Guerre avec l’Iran : la chute de deux avions américains fait monter la tension
La destruction d’un chasseur américain F-15E par l’Iran et le crash d’un second appareil près du détroit d’Ormuz marquent un tournant dans le conflit, alors que ces incidents militaires jettent une nouvelle ombre sur les négociations et font craindre une escalade régionale.

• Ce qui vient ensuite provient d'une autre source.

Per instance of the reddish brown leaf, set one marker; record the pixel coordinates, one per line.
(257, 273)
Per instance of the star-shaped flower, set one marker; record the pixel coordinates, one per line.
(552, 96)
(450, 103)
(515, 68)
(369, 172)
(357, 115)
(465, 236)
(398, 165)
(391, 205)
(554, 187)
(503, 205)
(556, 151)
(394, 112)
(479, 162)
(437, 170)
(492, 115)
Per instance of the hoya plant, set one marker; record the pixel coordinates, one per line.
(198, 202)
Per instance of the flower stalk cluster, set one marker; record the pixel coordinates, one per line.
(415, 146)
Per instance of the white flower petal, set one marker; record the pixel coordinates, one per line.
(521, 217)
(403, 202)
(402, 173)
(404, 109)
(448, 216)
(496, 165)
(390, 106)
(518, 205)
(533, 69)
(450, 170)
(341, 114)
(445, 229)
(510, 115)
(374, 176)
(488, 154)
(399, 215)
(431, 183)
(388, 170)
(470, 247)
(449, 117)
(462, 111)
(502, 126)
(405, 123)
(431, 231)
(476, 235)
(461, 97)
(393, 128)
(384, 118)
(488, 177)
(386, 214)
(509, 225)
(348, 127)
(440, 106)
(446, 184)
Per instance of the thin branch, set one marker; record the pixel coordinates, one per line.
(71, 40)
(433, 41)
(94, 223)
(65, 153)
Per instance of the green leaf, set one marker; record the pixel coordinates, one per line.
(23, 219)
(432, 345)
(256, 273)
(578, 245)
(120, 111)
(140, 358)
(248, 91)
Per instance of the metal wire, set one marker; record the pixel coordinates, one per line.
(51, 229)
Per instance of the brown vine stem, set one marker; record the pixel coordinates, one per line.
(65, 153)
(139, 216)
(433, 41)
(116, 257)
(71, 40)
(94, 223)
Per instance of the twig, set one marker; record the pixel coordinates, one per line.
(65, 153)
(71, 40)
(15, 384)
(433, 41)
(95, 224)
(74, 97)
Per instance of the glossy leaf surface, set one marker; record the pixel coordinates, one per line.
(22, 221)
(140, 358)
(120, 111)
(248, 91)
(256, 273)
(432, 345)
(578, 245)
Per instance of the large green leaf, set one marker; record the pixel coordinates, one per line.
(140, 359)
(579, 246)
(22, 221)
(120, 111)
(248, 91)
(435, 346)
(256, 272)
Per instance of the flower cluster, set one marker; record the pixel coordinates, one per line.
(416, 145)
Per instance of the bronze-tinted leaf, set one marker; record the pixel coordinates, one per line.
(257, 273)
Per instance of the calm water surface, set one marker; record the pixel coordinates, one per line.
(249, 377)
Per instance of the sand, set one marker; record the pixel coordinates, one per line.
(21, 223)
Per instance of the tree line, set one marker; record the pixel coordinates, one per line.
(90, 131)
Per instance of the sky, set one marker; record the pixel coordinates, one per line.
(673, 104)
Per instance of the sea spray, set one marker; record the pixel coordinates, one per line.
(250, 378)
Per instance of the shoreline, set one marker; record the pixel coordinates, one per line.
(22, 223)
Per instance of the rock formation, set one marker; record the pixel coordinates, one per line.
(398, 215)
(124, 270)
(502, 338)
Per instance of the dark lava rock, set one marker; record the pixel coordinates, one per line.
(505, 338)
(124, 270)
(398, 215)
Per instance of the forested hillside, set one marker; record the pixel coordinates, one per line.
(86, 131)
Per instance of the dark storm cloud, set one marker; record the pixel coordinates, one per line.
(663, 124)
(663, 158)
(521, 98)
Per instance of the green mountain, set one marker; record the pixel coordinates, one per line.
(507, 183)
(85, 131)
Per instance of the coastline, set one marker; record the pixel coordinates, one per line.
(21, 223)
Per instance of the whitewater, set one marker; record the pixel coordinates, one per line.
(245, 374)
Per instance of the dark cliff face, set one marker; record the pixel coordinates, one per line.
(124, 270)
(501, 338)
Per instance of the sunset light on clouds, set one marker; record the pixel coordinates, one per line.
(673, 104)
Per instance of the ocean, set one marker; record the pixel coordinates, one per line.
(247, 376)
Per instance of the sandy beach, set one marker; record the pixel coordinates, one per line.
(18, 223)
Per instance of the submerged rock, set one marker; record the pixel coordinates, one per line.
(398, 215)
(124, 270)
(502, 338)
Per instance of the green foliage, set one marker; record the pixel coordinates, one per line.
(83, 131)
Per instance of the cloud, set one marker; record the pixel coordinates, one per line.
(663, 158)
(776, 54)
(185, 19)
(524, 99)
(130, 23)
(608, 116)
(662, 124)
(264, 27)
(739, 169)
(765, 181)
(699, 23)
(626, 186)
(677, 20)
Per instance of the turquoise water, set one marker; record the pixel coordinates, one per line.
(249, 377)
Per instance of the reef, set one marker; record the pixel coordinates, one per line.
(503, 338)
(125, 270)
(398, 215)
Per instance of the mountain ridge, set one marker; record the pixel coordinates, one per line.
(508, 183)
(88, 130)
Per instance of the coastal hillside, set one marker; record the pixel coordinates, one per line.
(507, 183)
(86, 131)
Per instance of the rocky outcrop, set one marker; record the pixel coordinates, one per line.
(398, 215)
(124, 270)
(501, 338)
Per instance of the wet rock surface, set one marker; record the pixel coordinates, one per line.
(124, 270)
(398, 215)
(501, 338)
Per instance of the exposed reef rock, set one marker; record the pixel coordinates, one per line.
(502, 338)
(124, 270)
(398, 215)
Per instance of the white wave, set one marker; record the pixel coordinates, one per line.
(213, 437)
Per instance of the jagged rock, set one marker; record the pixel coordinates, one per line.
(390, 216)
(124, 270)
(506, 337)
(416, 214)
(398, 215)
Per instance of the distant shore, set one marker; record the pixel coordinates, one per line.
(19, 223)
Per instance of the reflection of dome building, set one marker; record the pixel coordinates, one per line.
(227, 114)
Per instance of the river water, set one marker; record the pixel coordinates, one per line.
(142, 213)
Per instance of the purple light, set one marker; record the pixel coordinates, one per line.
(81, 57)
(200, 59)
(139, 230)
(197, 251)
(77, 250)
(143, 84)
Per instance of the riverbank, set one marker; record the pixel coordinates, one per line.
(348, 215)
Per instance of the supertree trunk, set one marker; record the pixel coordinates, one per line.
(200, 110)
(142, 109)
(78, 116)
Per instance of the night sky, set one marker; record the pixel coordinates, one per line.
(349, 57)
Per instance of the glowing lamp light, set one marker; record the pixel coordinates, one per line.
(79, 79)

Ces derniers développements s’ajoutent aux nouvelles attaques menées par l’Iran vendredi, qui a ciblé des installations énergétiques et industrielles dans la région et au cœur de Tel-Aviv dans la matinée du samedi 4 avril, quelques heures seulement après que le président américain Donald Trump a proféré de nouvelles menaces contre les infrastructures iraniennes.
Les États-Unis ont secouru un membre d’équipage d’un avion de chasse F-15E, a déclaré un responsable américain. Une opération de recherche et de sauvetage est en cours pour retrouver le second membre d’équipage…
Dans une interview accordée à NBC News, Trump a refusé de commenter les opérations de recherche et de sauvetage, mais a indiqué que ces événements n’affecteraient pas les négociations avec l’Iran. En tout cas, les dernières informations indiquent que Téhéran avait rejeté une proposition américaine de cessez-le-feu de 48 heures, ainsi qu’une réunion au Pakistan, les efforts de médiation étant dans l’impasse, selon le Wall Street Journal.
Par ailleurs, un deuxième avion de chasse, un A-10 Warthog, s’est écrasé vendredi dans le Golfe, le pilote, seul à bord, a été secouru sain et sauf, selon le New York Times, citant deux responsables américains.
Les perspectives d’un accord de paix s’éloignent
La première perte connue d’un avion de chasse (américain ou israélien) dans cette guerre est considérée comme un coup dur pour l’alliance américano-israélienne et compromet les perspectives fragiles d’un éventuel accord entre les États-Unis et l’Iran pour mettre fin à la guerre.
Parallèlement, la plus grande usine de traitement de gaz naturel des Émirats arabes unis, Habshan, a suspendu ses activités après un incendie provoqué par des débris d’interception de missile. Quelques heures plus tôt, une attaque de drone avait incendié la raffinerie de pétrole Mina Al Ahmadi au Koweït, le pays signalant également des dégâts sur une centrale électrique et une usine de dessalement d’eau…
Pour leur part, plusieurs grandes villes ont été touchées ces dernières 48 heures, notamment Tel-Aviv, centre économique du pays, Jérusalem, cœur politique et symbolique, la baie de Haïfa, ainsi que Dimona, située à proximité d’installations sensibles dans le sud.
Cette situation survient alors que le détroit d’Ormuz demeure en grande partie fermé. Jeudi 2 avril, l’Iran semblait renforcer son emprise sur la région, les médias internationaux rapportant que le gouvernement travaillait à un protocole avec Oman pour contrôler le trafic maritime. Ce protocole obligerait les transporteurs maritimes à payer des droits de passage à l’Iran, selon le vice-ministre iranien des Affaires étrangères.
Bahreïn, avec le soutien de la Jordanie et des États arabes du Golfe, a proposé une résolution du Conseil de sécurité des Nations unies visant à faciliter l’ouverture du détroit d’Ormuz, qui fournirait « une base juridique claire permettant à tous les États de se mobiliser et de soutenir un passage sûr », y compris par la force.
La Russie, alliée de l’Iran, a rejeté la proposition. Pour le ministre des Affaires étrangères, Sergueï Lavrov, la mesure « légitimerait l’agression contre l’Iran »…
Rappelons enfin que l’armée américaine a confirmé lundi la mort de treize militaires américains : six au Koweït, six dans le crash d’un avion ravitailleur en Irak et un autre en Arabie saoudite.
Elle avait recensé environ 200 militaires blessés, dont 10 « sérieusement », dans sept pays différents depuis le début de la guerre contre l’Iran.